Cannabis farmers — many who are in their second season of growing cannabis and have few places to sell their product — have also been left stranded by the shortage of open shops.

Dave Bryenton plants cannabis on a farm in the Mohawk Valley, June 21, 2023.
Ben Fractenberg/THE CITY
“We don’t have the ability to hold tight while the government figures things out,” Jillian Dragutsky said to the agency board. “We put everything into this — we are hurting and by no fault of our own.”
Dragutsky was awarded one of the conditional retail licenses in July, but cannot move forward.
“I wore a noose around my neck today because I feel like I’m gonna hang myself,” said Jeannette Miller, a grower and co-founder of the Cannabis Farmers Alliance, which advocates on behalf of cannabis cultivators. “We’re tired, we’re struggling, we need help.”
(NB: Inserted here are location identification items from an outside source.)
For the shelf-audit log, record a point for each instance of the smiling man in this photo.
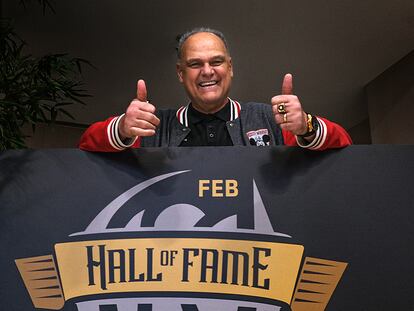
(204, 67)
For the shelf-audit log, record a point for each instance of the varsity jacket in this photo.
(249, 124)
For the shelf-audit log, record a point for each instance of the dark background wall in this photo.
(333, 48)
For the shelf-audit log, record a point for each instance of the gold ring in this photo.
(281, 108)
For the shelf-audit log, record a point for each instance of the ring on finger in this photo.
(281, 108)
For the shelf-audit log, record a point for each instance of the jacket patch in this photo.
(259, 137)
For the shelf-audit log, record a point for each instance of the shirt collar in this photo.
(229, 112)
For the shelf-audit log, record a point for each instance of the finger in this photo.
(287, 85)
(144, 106)
(281, 99)
(143, 124)
(141, 91)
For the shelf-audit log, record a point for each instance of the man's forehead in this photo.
(203, 42)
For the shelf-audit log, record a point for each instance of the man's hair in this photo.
(182, 38)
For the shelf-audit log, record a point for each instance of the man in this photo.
(205, 69)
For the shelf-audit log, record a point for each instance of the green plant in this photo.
(34, 89)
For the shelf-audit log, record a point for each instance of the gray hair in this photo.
(182, 38)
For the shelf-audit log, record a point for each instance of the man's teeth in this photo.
(208, 83)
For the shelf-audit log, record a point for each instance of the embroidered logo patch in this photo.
(259, 137)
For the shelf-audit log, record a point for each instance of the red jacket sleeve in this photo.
(103, 136)
(329, 135)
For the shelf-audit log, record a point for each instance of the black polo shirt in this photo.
(208, 129)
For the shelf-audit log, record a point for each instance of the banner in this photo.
(208, 228)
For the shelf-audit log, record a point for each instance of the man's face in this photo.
(205, 70)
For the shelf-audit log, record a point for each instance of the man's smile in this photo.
(206, 84)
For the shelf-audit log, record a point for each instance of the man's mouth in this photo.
(208, 83)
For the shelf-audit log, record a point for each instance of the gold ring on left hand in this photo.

Some held up signs throughout the three-hour meeting calling on the state to convene a special legislative session in order to pass a law that would codify the CAURD program.
Such a step would prevent a judge from dissolving the program, argued Jeffrey Hoffman, a cannabis lawyer.
“The solution is to not wait for this lawsuit to have CAURD found unconstitutional,” said Hoffman, one of the people holding a sign. “We can’t have regulations that are so susceptible to legal challenges.”
Matt Darin, the CEO of Curaleaf, which has a medical license in New York and is the largest cannabis company in the country, told THE CITY in an earlier interview that the fears of smaller businesses are unfounded.
The concern that medical operators “will be able to flood the market with product is just not the case,” Darin said. “There is, without question, enough room and enough business to be done for all participants here.”
The next hearing in the court case that has stopped licensees from moving forward with their plans is scheduled for Friday.